夫の出張は三日間。家の中は自分一人きりだ。


電話を手に取り、不動産屋の番号を押す。呼び出し音が長く続き、ようやく繋がった。


「地下室について、もう少し詳しく伺いたいんですけど」


相手は一瞬、沈黙した。


「…ああ、あの鍵ですか。前の住人が、ちょっと変わった方でしてね。


趣味のコレクションを残してあるだけです。開けなければ問題ありません」


「でも、音が――」


「古い家ですから、隙間風の音でしょう。気にしないでください」


曖昧な笑い声が途切れ、通話は終わった。


明美は受話器を握ったまま、地下室の扉を見下ろした。


嘘だ。風ではない。


夜が降りる。夫の不在を告げる留守番電話の声が、家中を冷たく満たす。


明美はリビングのソファに座り、テレビの音を大きくした。


だが、地下室からの物音は、容赦なく割り込んでくる。


ドンドン。


最初は壁を叩くような響きだった。次第に、扉全体が震え始めた。


振動が床を伝い、足の裏にまで届く。


「開けて…」


声だ。はっきりとした、掠れた女の声。


「開けて…」


明美は立ち上がり、廊下へ出た。


月明かりが扉を白く浮かび上がらせる。

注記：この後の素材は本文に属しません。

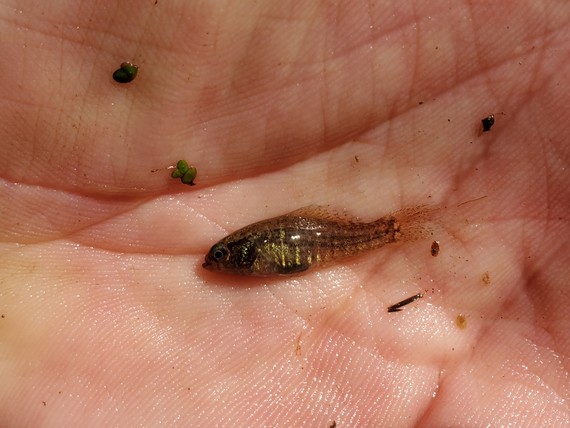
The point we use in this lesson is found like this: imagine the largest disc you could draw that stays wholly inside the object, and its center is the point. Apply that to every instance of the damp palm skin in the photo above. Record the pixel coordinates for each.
(307, 238)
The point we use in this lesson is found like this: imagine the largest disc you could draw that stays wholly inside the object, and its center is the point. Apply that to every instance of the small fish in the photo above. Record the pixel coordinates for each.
(310, 237)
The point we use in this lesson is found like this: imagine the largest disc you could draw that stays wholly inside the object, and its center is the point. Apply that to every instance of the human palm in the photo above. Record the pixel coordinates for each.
(107, 315)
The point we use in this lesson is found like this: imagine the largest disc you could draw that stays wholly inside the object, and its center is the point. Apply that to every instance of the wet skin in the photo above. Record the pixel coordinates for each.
(106, 314)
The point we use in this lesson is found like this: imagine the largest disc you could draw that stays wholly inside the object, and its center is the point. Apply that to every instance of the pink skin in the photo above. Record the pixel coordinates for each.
(107, 315)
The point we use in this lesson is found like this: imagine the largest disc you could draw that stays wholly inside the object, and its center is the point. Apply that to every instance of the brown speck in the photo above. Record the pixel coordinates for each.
(396, 307)
(461, 322)
(435, 248)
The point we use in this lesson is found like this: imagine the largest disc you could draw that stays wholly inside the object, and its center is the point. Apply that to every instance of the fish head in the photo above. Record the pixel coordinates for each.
(236, 256)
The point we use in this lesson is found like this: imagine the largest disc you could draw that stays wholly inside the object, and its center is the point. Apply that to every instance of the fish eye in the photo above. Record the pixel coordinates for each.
(219, 252)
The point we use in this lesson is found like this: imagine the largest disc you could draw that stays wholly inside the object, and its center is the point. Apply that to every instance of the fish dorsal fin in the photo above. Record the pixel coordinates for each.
(325, 213)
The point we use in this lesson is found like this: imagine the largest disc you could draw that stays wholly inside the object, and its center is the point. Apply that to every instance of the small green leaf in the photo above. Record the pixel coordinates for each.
(126, 73)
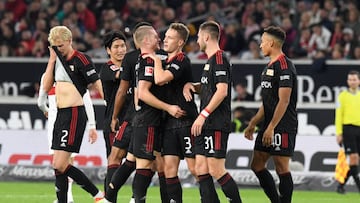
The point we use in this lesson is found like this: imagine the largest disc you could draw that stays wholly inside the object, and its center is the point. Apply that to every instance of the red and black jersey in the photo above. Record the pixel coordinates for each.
(147, 115)
(180, 67)
(110, 86)
(216, 70)
(81, 70)
(127, 73)
(279, 74)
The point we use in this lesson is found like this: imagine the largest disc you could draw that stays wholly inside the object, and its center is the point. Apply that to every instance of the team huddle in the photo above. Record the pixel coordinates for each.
(151, 119)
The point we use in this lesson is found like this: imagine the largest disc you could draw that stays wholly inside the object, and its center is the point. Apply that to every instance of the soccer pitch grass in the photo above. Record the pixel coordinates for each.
(43, 192)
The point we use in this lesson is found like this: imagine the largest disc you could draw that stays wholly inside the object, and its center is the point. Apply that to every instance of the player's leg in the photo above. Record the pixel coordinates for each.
(206, 183)
(145, 139)
(266, 180)
(114, 161)
(216, 163)
(122, 141)
(172, 151)
(259, 159)
(286, 184)
(158, 165)
(173, 184)
(351, 140)
(68, 135)
(70, 181)
(60, 161)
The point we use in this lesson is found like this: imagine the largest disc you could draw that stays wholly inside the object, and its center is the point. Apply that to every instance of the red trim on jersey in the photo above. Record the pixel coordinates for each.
(52, 91)
(72, 131)
(285, 140)
(217, 135)
(82, 58)
(114, 166)
(150, 139)
(121, 131)
(219, 58)
(112, 138)
(281, 57)
(283, 64)
(109, 62)
(179, 56)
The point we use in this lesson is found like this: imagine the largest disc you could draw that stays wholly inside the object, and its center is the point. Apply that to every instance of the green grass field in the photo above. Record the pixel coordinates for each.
(43, 192)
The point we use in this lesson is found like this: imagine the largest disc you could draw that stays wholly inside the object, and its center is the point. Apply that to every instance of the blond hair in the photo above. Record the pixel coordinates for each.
(141, 33)
(59, 32)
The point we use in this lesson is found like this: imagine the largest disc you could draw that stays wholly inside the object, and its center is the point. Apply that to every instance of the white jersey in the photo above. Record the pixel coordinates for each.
(51, 109)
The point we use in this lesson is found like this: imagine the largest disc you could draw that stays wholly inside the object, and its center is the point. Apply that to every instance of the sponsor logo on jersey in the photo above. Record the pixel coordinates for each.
(114, 68)
(204, 80)
(218, 73)
(266, 84)
(206, 67)
(149, 71)
(175, 66)
(285, 77)
(270, 72)
(90, 72)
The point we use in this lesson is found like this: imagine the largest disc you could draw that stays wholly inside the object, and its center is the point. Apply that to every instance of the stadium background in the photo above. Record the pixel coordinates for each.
(23, 151)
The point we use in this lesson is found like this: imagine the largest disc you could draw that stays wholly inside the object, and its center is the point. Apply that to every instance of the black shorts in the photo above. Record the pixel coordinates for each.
(123, 136)
(283, 144)
(212, 143)
(109, 140)
(178, 142)
(351, 139)
(69, 129)
(146, 142)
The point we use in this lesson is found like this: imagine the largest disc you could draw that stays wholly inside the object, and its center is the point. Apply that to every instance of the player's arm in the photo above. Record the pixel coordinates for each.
(98, 86)
(161, 76)
(280, 109)
(146, 96)
(190, 88)
(41, 101)
(215, 101)
(48, 80)
(218, 97)
(250, 129)
(89, 108)
(119, 102)
(339, 112)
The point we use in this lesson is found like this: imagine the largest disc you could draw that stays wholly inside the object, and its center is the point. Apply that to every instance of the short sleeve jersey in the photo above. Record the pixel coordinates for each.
(110, 86)
(279, 74)
(216, 70)
(180, 67)
(82, 69)
(147, 115)
(127, 73)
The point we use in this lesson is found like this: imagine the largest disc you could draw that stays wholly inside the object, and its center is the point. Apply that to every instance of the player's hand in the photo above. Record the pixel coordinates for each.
(176, 111)
(46, 114)
(114, 125)
(152, 56)
(52, 55)
(268, 137)
(339, 140)
(92, 135)
(187, 91)
(249, 131)
(196, 128)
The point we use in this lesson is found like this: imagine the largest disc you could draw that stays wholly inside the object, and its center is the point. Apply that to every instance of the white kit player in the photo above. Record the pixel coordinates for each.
(47, 104)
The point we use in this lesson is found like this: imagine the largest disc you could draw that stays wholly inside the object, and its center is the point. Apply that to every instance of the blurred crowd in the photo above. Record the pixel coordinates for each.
(324, 28)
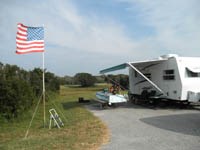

鍵穴の周囲の傷が、まるで爪で掻きむしったように深くなっている気がした。


彼女は工具箱を引っ張り出し、ドライバーとペンチを握った。


震える手で鍵穴に差し込み、こじ開けようとする。


金属が軋む。汗が額を伝う。だが、鍵はびくともしない。


まるで、向こう側から押さえつけられているかのようだった。


「開かない…!」


声が笑った。くすくすと、喉の奥で。


明美は工具を投げ出し、床に座り込んだ。


涙が頬を濡らす。夜は果てしなく続き、物音は次第に遠のいていった。


疲れ果て、ソファでうとうととしながら、明美は朝を迎えた。


目覚めると、ダイニングテーブルに――鍵が置かれていた。


昨日のものとは違う。


古びた真鍮製で、柄の部分に奇妙な刻印が彫られている。


明美は息を呑んだ。


誰が? いつ? 窓は施錠され、玄関のチェーンロックもかかったままだ。


夫はまだ帰らない。


彼女は鍵を掴んだ。冷たく、重い。指が自然と鍵穴へ向かう。


「開けて…」


今度は、すぐ耳元で囁かれた。


息がかかるような、湿った響き。


明美は立ち上がり、地下室の扉へ歩み寄った。鍵を差し込む。ガチャリ。


回した。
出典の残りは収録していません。